Scientific Workflows and Dynamic Applications

Scientific discovery in the era of big data requires scientists to apply a complex sequence of computations, transformations, and reductions to a formidable volume of data. The Notre Dame Scientific Workflows and Dynamic Applications team develops, integrates, deploys, and operates cyberinfrastructure that enables data-intensive scientific exploration leveraging heterogenous computational resources at scale. From data-processing pipelines to dynamic, adaptive, and portable computational frameworks, the Scientific Workflows and Dynamic Applications team is interested in any approach that enables and accelerates data-intensive science.

Meet the Team

Developers and Engineers

Kenyi Hurtado

Dr. Kenyi Hurtado is an HPC Engineer at the Notre Dame Center for Research Computing and a member of the CMS collaboration. He works on submission infrastructure operations and software enhancement and maintenance of core workflow management components in CMS.

Cody Kankel

Cody Kankel is an HPC Administrator with the Center for Research Computing at the University of Notre Dame. He manages the software stack and batch scheduler for the CRC's computing infrastructure along with developing HPC submission techniques for the SCAILFIN project.

Benjamin Tovar

Dr. Benjamin Tovar is a research software engineer at the Cooperative Computing Lab, at the University of Notre Dame. In his current role, he is the lead maintainer of CCTools, a suite of tools to quickly enable scientist the use distributed, high-throughput computing.

Faculty

Professor Brenner's research centers on the advancement of computational infrastructure for scientific discovery. Three current areas of work are: Secure Cloud and Distributed Systems for Science, Architecture Aware Scientific Algorithms and Computational Social Science. He directs operations for the Notre Dame CRC.

Mike Hildreth

A professor in the Physics Department and Associate Dean for Research and Graduate Studies in the College of Science, Mike Hildreth is a particle physicist and a member of the CMS Experiment at the CERN LHC. He is currently Offline Software Coordinator for the CMS Experiment. He has led various efforts in reproducibility and distributed computing and is currently working on combining these in a way to accelerate machine learning.

Kevin Lannon

A professor in the physics department, Kevin is an experimental particle physicst and member of the CMS collaboration. He is co-leader of the U.S. CMS University Computing Facilities group. He is particularly interested in leveraging portability and reproducibility techniques to run complex and data-intensive HEP computational workflows on heterogenous resources.

Douglas Thain

Douglas Thain is Professor and Associate Chair in the Computer Science and Engineering Department, and directs the Cooperative Computing Lab, which develops and studies workflow systems and other tools for large scale distributed computing on clusters, clouds, and grids.

Projects

CMS Workflow Management

The CMS experiment generates several petabytes (PB) of data per year and several more PB of simulated data are generated to facilitate physics analysis. The CMS workflow management system is responsible for translating the data processing plan expressed by the physicists into computational jobs running on the available worldwide distributed computational resources.

Makeflow

Makeflow is a portable workflow manager in which tasks to be executed are described in terms of input and output files in a technology neutral way. Makeflow automatically figures out which tasks in the workflow depend on each other, which tasks can be executed in parallel, and appropriately executes them in a variety of different systems, including HTCondor, Slurm, Amazon EC2 and the bundled Work Queue system.

Work Queue

Work Queue is a framework for building master-worker applications that span thousands of machines drawn from clusters, clouds, and grids. Work Queue applications are written in C, Python, or Perl using a simple API that allows users to define tasks, submit them to the queue, and wait for completion. Tasks are executed by a standard worker process that can run on any available machine. Each worker calls home to the master process, arranges for data transfer, and executes the tasks. The system handles a wide variety of failures, allowing for dynamically scalable and robust applications.

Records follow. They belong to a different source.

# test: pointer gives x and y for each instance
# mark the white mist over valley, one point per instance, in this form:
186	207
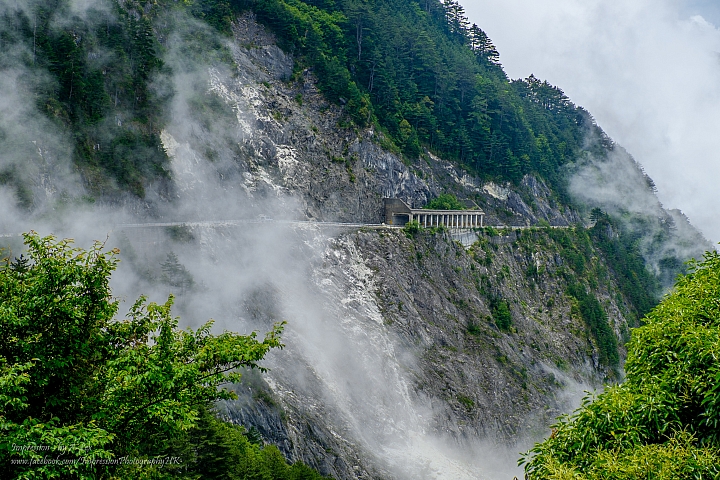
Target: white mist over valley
648	71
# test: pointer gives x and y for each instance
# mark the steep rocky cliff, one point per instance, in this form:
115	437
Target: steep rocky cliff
419	357
409	354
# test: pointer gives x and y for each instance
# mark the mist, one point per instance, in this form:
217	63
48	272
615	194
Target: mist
648	71
340	360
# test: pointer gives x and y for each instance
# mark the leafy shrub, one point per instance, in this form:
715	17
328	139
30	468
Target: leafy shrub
663	422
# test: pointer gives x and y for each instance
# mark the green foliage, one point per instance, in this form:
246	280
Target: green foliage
100	68
79	383
214	449
446	201
432	80
662	422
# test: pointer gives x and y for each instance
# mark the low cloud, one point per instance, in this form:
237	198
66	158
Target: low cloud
648	71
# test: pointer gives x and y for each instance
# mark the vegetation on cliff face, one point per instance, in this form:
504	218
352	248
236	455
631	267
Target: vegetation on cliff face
431	80
89	391
662	421
416	70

CMS lacks tools for users to run their jobs at sites not conforming to WLCG standards. Lobster aims to alleviate this problem by providing a workflow management to run jobs depending on CMSSW that does not have any specific requirements to the cluster or need for administrative privileges.

The Scalable CyberInfrastructure for Artificial Intelligence and Likelihood Free Inference (SCAILFIN) Project deploys artificial intelligence and likelihood-free inference techniques and software using scalable cyberinfrastructure (CI) that is developed to be integrated into existing CI elements, such as the REANA system. The analysis of LHC data is the project’s primary science driver, yet the technology is sufficiently generic to be widely applicable to other data-intensive domains.

VC3 automates deployment of cluster frameworks to access diverse computing resources for collaborative science teams.